Les experts informaticiens d’ETIS ont élaboré une procédure qui, sous forme d’étapes successives, clarifie le plan, en simplifie le tracé tout en en supprimant le « bruit », c’est-à-dire les motifs intempestifs qui parasitent sa lecture. « Le but, au départ, n’était absolument pas esthétique, rappelle Mathieu da Vinha, il s’agissait vraiment de parvenir à modéliser ces espaces pour pouvoir les appréhender le mieux possible ». Depuis, un groupe de travail s’est formé pour rendre les images plus seyantes en dotant les murs, lorsque les informations disponibles le permettent, d’habillages adéquats. Il n’empêche, contrairement aux démarches de reconstitutions existantes, Verspera n’ira pas au-delà de ce que les archives voudront bien révéler. La règle est de s’en tenir strictement aux informations fournies par les documents en s’interdisant toute extrapolation, quitte à laisser vides de vastes surfaces : « Il s’agit de partir des plans anciens et de transcrire ce qu’ils nous indiquent, même si cela ne correspond pas – ou plus – à ce que l’on peut voir aujourd’hui, explique Mathieu da Vinha. Le salon de l’ Œil-de-Bœuf, par exemple, apparaît, sur un relevé de Mansart, parfaitement rectangulaire, alors qu’il adopte, en réalité, la forme d’un trapèze : sur le chantier, l’architecte a dû s’adapter à la configuration exacte des pièces environnantes. » En revanche, des lieux qui ont totalement disparu peuvent, s’ils sont suffisamment documentés par les archives, ressurgir du néant. Ainsi de la petite galerie Mignard, dans l’ancien appartement intérieur du Roi, dont il serait même possible de restituer l’accrochage des tableaux choisis par Louis XIV. Ou de l’évolution des petits appartements de Louis XV, si souvent modifiés.

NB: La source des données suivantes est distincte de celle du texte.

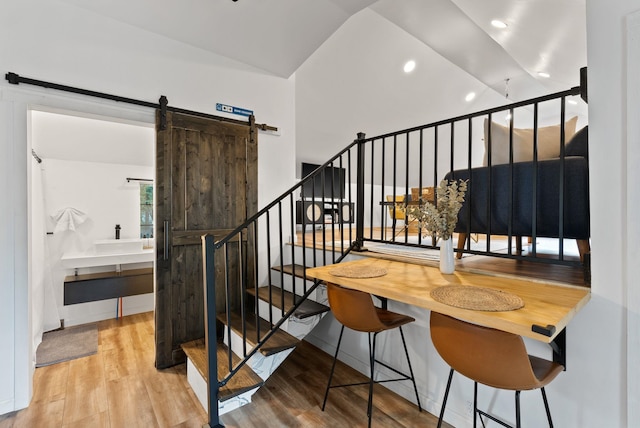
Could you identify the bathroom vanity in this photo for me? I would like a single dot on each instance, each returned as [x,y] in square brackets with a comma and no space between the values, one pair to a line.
[89,287]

Ce logiciel, une première en la matière, ouvre des perspectives infinies. Il sera, en effet, adaptable à tout monument disposant de suffisamment de plans anciens. Mais déjà, concernant Versailles, il sera bientôt possible, en moins de 10 minutes, de faire se déployer une zone du Château à des dates diverses. Mieux encore : on pourra circuler autour ou rentrer dedans et s’y promener. La complexité de l’histoire du Domaine, marquée par des aménagements continuels et enchevêtrés, empêchait jusqu’alors une lecture suivie de son évolution. Le projet Verspera va permettre non seulement d’en mieux discerner, au fil du temps, les espaces, mais aussi de comprendre leur articulation et, par là-même, leur fonctionnement et leur usage. Les historiens de la résidence royale emblématique vont en découvrir des aspects inédits, depuis l’écran d’un ordinateur, bien calés sur une chaise.
Lucie Nicolas-Vullierme,
rédactrice en chef des Carnets de Versailles
[1] Plan dressé pas Sébastien Le Clerc fils et conservé aux Archives nationales.

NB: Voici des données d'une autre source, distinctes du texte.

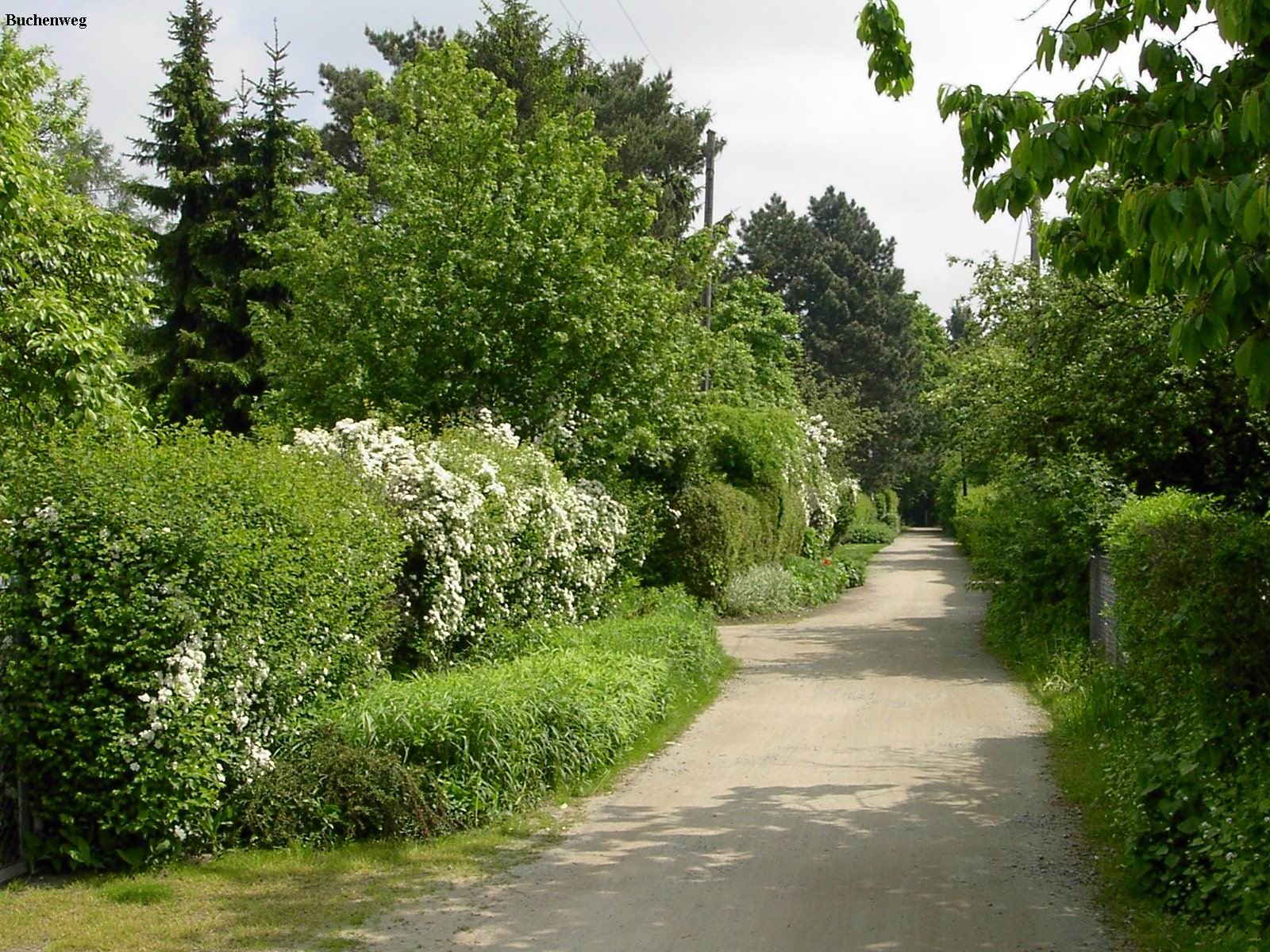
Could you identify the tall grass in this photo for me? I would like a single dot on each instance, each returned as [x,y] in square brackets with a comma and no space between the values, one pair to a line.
[499,734]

[2] Acronyme de «Versailles en perspectives. Plan des Archives nationales et modélisation».
[3] ETIS : Équipes Traitement de l’Information et Systèmes (ENSEA Cergy, CNRS et université de Cergy-Pontoise).
La banque d’images du Centre de recherche du château de Versailles
Depuis 2008, le Centre de recherche du château de Versailles met peu à peu en ligne tous les fonds concernant le Domaine (hormis les photographies des collections qui sont présentées par le site internet du Château lui-même). Plans, mais également gravures, photographies, manuscrits et almanachs anciens provenant du Château ainsi que de la Bibliothèque municipale de Versailles sont désormais directement consultables via internet : www.banqueimages.crcv.fr
Les documents rassemblés par le projet Verspera seront consultables sur la banque d’images du CRCV, mais également sur les sites des Archives nationales et de la Bibliothèque nationale de France.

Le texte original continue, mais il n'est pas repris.